Indeed OC, your version is shorter and easier to read (in my eyes too).

Whether it is more performant depends on whether the respective
compareTo method isn't too slow compared to the equals method.

On Tue, May 21, 2024 at 2:22 AM o...@ocs.cz <o...@ocs.cz> wrote:
>
> Paul,
>
> side question, completely irrelevant to the original problem, just occurred 
> to me when I read this...
>
> On 20. 5. 2024, at 17:02, Paul King <pa...@asert.com.au> wrote:
> println ([[x:1, y:100],  [x:2, y:1], [x: 2, y:500]].sort{ a, b -> a.x == b.x 
> ? a.y <=> b.y : a.x <=> b.x }) // works
>
>
> Wouldn't sort { a,b -> a.x<=>b.x ?: a.y<=>b.y } be both more efficient and 
> better readable and intention-revealing? Or do I overlook some reason why it 
> would be a bad idea?
>
> Thanks,
> OC
>
>
> On Tue, May 21, 2024 at 12:52 AM Paul King <pa...@asert.com.au> wrote:
>
>
> If you have only two dimensions, you'll get away with your solution
> for small integer coordinate values.

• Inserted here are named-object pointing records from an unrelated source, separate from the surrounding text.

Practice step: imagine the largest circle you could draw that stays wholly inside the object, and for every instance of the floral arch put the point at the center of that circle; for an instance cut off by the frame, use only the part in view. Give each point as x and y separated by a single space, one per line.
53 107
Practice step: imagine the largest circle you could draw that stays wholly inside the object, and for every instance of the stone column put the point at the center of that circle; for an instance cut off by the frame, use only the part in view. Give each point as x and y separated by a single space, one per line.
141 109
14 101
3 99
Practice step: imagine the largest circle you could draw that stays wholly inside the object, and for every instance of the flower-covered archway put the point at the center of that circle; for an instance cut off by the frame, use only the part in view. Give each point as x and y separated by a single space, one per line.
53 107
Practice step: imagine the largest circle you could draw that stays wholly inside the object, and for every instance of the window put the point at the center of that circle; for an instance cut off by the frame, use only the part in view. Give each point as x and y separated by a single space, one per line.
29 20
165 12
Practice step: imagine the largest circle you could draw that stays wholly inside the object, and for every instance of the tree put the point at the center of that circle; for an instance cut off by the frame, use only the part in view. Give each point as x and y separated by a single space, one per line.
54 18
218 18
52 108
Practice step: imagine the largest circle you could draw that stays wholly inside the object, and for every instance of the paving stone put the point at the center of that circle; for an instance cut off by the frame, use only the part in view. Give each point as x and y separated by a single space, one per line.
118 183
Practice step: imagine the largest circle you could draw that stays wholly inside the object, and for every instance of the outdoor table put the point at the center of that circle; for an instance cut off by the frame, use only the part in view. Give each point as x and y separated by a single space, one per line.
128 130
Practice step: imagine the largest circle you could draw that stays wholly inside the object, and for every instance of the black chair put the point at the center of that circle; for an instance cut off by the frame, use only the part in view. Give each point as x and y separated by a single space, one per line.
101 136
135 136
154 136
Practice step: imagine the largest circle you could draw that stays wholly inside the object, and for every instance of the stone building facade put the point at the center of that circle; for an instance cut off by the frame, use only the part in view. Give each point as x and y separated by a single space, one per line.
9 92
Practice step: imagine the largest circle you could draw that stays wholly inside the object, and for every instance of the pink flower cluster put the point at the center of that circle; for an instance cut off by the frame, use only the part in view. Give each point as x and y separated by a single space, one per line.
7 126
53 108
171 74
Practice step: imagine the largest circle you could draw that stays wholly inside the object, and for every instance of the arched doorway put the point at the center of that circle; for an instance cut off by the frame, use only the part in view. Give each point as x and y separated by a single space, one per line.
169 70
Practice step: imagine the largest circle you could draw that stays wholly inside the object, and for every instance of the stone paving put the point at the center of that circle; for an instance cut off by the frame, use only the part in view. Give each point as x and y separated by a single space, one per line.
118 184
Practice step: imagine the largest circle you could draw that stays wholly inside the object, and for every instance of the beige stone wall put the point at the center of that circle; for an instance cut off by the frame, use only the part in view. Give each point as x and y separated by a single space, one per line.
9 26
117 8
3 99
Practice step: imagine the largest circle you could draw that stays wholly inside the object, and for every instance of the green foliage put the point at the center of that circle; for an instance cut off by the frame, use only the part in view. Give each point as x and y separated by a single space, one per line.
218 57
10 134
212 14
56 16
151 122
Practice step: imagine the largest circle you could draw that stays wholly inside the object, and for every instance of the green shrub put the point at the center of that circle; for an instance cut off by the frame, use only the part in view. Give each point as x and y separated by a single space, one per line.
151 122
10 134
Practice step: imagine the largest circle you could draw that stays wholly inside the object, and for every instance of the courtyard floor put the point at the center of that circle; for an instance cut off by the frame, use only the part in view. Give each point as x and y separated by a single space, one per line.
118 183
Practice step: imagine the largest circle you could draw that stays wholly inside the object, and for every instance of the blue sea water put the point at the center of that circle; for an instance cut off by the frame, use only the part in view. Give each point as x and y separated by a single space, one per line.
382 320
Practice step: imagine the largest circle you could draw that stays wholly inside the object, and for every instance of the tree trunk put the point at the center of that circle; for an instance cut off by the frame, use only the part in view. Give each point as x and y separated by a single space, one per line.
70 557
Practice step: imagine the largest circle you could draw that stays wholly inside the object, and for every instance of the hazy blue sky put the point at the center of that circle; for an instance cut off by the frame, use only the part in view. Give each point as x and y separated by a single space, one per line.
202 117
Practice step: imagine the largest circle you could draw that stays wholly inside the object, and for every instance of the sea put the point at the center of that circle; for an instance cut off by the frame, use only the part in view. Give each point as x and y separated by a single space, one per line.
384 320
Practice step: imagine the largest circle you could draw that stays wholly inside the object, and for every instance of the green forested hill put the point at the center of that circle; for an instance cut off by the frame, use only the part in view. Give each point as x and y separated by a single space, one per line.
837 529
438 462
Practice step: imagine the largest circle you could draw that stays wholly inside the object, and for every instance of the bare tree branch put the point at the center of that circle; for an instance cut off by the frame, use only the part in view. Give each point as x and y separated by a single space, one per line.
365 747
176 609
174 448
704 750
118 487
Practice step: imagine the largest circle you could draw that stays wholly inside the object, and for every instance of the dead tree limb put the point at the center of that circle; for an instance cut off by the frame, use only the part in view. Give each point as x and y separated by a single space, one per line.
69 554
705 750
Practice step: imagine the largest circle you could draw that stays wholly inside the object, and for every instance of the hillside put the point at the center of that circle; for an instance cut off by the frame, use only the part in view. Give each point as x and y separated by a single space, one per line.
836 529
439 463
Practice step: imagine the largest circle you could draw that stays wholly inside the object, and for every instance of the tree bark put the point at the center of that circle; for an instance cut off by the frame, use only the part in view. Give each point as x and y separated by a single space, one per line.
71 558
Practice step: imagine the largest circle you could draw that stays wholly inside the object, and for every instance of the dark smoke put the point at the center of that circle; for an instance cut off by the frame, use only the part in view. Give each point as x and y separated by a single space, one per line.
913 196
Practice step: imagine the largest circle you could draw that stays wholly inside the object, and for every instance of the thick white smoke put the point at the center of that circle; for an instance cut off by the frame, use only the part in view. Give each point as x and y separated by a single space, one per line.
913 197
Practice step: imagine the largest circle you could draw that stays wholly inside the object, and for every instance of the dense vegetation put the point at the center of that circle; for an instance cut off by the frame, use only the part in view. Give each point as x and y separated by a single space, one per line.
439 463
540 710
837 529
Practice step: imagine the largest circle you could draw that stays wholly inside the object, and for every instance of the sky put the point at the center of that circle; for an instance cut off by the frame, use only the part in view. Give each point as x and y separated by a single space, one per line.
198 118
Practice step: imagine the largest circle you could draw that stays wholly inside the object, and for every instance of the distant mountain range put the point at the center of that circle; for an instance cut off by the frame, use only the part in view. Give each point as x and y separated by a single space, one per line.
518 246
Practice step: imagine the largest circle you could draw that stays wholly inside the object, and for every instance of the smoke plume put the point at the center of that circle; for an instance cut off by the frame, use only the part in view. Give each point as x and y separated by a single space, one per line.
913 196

Here is a counter example with
> integers:
>
> println ([[x:  1, y: 69273666],  [x: 69273666, y: 1]].sort{[it.x,
> it.y]}) // broken
> println ([[x:  1, y: 69273666],  [x: 69273666, y: 1]].sort{ a, b ->
> a.x == b.x ? a.y <=> b.y : a.x <=> b.x }) // works
>
> On Tue, May 21, 2024 at 12:25 AM M.v.Gulik <mvgu...@gmail.com> wrote:
>
>
>
> On Mon, 20 May 2024 at 15:40, Paul King <pa...@asert.com.au> wrote:
>
>
> What sort result are you trying to achieve? There should be no need to
> perform any recursion.
>
>
>
> Main target was reordering some set of randomly ordered x,y coordinates into 
> (for example*) a x,y(left to right, top to bottom) order (*:where any of the 
> actual sort directions could be easily flipped).
>
> So far "*.sort{[it.y, it.x]}" seems the best and easiest way to do this 
> (despite its Float/Double caveat).